Aiuto apparecchiando la tavola e poi in cucina dove Anya come al solito sta facendo un gran casino. Mi stupisce che Mark sia ancora vivo. Anya è una bomba ad orologeria. Non sai mai quando scoppierà e nel suo stato interessante non puoi mai criticare i suoi piatti che spesso mancano di sale o spezie. Quando non se ne accorge assaggio il sugo all'italiana e aggiungo del pepe e del sale. Faccio finta di niente mentre torna per rigirare la pasta.
La sua pancia si vede più di prima. «Lascia continuo io!»

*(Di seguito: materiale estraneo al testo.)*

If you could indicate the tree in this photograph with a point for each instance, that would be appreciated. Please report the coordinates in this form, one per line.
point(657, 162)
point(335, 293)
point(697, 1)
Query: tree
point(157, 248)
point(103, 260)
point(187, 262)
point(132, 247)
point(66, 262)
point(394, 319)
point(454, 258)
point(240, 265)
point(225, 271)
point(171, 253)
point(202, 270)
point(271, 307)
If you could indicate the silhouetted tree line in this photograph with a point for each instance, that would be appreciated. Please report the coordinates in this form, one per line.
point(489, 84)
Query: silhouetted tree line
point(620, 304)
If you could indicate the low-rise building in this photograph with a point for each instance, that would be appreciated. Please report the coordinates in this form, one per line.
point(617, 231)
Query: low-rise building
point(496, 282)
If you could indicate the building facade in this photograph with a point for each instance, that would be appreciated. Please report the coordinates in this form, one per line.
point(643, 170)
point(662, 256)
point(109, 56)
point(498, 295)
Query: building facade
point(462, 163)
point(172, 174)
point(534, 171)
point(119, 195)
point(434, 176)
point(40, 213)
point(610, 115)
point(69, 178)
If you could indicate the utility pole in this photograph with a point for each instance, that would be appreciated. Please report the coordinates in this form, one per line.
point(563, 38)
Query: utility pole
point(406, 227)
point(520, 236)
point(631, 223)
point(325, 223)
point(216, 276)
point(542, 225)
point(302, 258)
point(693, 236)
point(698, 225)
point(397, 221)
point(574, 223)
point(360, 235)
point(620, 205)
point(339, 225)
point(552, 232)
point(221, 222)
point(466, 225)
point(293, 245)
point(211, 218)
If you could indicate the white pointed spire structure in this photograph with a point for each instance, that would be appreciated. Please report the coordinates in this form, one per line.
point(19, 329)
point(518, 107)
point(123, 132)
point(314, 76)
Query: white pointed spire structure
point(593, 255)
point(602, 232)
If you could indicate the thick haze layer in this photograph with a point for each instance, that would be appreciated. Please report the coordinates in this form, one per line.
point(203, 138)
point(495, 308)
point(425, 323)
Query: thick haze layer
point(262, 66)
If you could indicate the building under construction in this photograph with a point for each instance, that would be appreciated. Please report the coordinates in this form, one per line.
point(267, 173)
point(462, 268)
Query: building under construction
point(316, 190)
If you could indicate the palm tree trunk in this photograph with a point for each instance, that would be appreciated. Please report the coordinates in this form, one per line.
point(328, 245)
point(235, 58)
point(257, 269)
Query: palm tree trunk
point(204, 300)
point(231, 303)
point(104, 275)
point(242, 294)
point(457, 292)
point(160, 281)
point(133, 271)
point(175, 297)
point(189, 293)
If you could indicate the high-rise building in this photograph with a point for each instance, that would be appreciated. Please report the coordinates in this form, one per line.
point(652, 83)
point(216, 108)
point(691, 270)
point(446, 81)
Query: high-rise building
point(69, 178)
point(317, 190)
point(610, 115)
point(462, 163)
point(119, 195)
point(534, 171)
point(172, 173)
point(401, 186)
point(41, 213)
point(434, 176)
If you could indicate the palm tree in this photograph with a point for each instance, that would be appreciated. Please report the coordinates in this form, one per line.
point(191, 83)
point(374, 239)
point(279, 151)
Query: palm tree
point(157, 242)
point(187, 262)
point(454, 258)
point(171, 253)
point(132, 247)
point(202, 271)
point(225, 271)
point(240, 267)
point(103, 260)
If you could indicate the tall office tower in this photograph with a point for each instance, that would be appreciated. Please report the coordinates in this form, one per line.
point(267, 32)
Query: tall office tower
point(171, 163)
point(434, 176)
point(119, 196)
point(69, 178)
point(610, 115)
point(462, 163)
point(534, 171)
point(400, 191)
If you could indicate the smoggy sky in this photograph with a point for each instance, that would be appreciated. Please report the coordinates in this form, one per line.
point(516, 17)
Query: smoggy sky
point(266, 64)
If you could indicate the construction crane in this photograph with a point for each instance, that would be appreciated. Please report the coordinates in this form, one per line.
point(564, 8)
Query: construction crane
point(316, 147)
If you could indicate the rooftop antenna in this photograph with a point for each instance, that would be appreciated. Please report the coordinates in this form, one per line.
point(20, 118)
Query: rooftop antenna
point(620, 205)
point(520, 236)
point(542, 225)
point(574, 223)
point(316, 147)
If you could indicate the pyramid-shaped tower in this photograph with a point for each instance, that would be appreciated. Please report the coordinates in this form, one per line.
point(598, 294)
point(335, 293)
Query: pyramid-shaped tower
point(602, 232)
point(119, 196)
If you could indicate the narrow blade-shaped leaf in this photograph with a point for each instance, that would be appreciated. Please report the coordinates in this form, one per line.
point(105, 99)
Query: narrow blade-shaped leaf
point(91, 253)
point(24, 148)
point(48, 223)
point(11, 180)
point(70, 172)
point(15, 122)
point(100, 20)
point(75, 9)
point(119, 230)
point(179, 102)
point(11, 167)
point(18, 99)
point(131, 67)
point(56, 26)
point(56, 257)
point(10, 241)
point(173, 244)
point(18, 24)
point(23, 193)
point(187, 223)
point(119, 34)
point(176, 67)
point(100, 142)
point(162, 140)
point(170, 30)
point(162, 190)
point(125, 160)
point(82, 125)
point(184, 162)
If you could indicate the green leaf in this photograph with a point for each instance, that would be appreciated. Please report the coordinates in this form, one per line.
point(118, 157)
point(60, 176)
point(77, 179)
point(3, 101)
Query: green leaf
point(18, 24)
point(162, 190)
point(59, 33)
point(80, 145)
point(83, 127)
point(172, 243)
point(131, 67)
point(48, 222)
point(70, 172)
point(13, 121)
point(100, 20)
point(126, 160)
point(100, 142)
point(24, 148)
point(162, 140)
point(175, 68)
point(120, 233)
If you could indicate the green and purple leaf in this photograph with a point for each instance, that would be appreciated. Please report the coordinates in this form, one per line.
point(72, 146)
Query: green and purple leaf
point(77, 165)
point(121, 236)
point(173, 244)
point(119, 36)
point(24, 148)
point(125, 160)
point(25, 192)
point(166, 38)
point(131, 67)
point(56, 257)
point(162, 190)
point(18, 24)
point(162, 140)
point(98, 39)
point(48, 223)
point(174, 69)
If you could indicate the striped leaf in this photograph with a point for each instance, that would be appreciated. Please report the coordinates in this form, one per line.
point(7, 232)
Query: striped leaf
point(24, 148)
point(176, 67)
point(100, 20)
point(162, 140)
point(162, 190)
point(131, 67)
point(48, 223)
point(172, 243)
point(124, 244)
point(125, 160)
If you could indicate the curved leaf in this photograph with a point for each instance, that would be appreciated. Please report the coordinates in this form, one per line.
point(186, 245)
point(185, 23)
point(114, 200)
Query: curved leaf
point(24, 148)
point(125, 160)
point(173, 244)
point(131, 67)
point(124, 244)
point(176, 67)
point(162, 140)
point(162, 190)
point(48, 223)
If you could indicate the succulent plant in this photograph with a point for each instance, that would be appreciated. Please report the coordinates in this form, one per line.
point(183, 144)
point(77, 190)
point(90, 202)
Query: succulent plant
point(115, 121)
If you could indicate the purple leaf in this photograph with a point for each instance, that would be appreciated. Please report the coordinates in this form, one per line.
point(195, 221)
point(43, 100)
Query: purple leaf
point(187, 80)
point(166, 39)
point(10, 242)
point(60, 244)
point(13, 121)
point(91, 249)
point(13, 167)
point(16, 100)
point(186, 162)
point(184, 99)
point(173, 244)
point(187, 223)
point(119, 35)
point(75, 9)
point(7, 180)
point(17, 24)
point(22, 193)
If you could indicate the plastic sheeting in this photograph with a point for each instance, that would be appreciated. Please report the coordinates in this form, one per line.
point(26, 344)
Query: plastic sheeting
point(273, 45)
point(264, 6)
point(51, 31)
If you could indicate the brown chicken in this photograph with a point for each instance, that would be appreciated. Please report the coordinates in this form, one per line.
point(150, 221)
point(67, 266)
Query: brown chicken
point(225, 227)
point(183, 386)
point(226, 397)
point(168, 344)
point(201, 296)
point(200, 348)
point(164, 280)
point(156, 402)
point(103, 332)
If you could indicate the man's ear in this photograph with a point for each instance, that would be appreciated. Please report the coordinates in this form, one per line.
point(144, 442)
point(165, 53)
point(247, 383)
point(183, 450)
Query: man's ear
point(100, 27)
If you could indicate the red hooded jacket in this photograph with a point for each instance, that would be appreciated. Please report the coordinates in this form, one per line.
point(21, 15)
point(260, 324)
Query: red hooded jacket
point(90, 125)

Non se lo fa ripetere e corre tra le braccia del suo uomo. Immagino me ed Emma al loro posto. Chissà come sarebbe stato se avessimo avuto quel bambino. Forse le cose sarebbero diverse ora.
Quando finalmente porto a tavola gli spaghetti, ringraziamo e poi si mangia.
«Hai una faccia oggi... Che ti è successo?» domanda Mark.
Faccio il finto tonto. «Niente! Va tutto a meraviglia!» finiamo di mangiare tra le chiacchiere e i battibecchi di papà e Anya.
Sono sul divano. Prendo il telefono e le chiamo. Uno, due, tre squilli e non risponde. Scatta la segreteria. Aggrotto la fronte.
Probabilmente sarà al lavoro e non può rispondere. Proverò dopo.
«Qualcosa ti turba?» domanda Mark prendendo posto accanto a me.
Finalmente questa sera usciamo come ai vecchi tempi. Andiamo a prendere qualcosa da bere al locale di David.
«Ho provato a chiamarle ma scatta la segreteria dopo tre squilli», ammetto come un ragazzino geloso.
Mark sorride. «Sai meglio di me com'è fatta!» replica tranquillo accendendo la PlayStation.
Giochiamo per un'ora poi provo di nuovo a chiamarla. Deve rispondere, devo parlarle.
Non è possibile che non mi risponde. Mi ha pure staccato la chiamata. Cosa diavolo sta succedendo? Perché ha rifiutato le chiamate?
Le ho lasciato il tempo per parlare con Parker e magari chiarire con lui capendo che non sono fatti per stare insieme perché sembrano due amici. Ma, non mi aspettavo che non mi avrebbe risposto. In parte inizio a preoccuparmi. Quando Emma non risponde, c'è qualcosa che non va.
Mi metto al computer per organizzare il viaggio di ritorno a Las Vegas. Continuo a non capire e più volte impreco in silenzio contro la compagnia che non riesce a mandarmi gli orari nel dettaglio.
Anya mi lancia strani sguardi di sbieco ma non fa nessuna domanda. Non saprei come rispondere. Mi sento come un ragazzino alla prima cotta. Sto per dare di matto.